Some of our code references the projects
- Spectral-spatial residualnetwork for hyperspectral image classification: A 3-D deep learning framework
- A Fast Dense Spectral-Spatial Convolution Network Framework for Hyperspectral Images Classification
CUDA = 9.0
python>=3.5
PyTorch >= 1.3.1
sklearn >= 0.20.4
tensorflow-gpu = 1.8.0
keras>=2.2.0
numpy>=1.16.0
You can download the hyperspectral datasets in mat format at: http://www.ehu.eus/ccwintco/index.php/Hyperspectral_Remote_Sensing_Scenes, and move the files to ./datasets
folder.
Dataset download: Link: https://pan.baidu.com/s/1bSWcqwIDDCl4bSbLBWrFtQ Extract code: 906N
Take KSC dataset as an example:
- Download the required dataset and add the corresponding path in the file
./KSC_data.py
- Taking the MAFN framework as an example, run
./KSC_data.py
.
- Two-CNN
- BAM-CM
- SSAN
- SSRN
- DFFN
- DBDA
- [MAFN] Fig1. The structure of the MAFN network.

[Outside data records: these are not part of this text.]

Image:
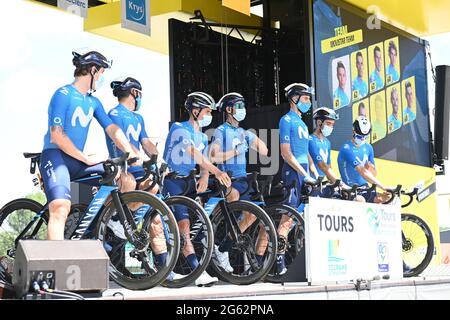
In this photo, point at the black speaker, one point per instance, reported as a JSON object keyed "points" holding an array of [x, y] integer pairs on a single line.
{"points": [[442, 114], [70, 265]]}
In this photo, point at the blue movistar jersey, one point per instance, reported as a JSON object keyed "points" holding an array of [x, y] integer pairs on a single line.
{"points": [[181, 136], [293, 131], [320, 151], [408, 115], [350, 157], [131, 123], [396, 123], [375, 77], [361, 86], [73, 112], [228, 137], [341, 97], [391, 71]]}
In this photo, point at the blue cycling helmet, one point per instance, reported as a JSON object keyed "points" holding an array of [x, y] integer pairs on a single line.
{"points": [[232, 99], [90, 57], [124, 85], [298, 89], [199, 100]]}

MAFN consists of three main components: spectral feature extraction, spatial feature extraction and joint spectral-spatial feature extraction. MAFN employs Band Attention Module (BAM) and Spatial Attention Module (SAM) respectively to alleviate the influence of redundant bands and interfering pixels. MAFN realizes feature reuse and obtains complementary information from different levels by combining multi-attention and multi-level fusion mechanisms, which can extract more representative features.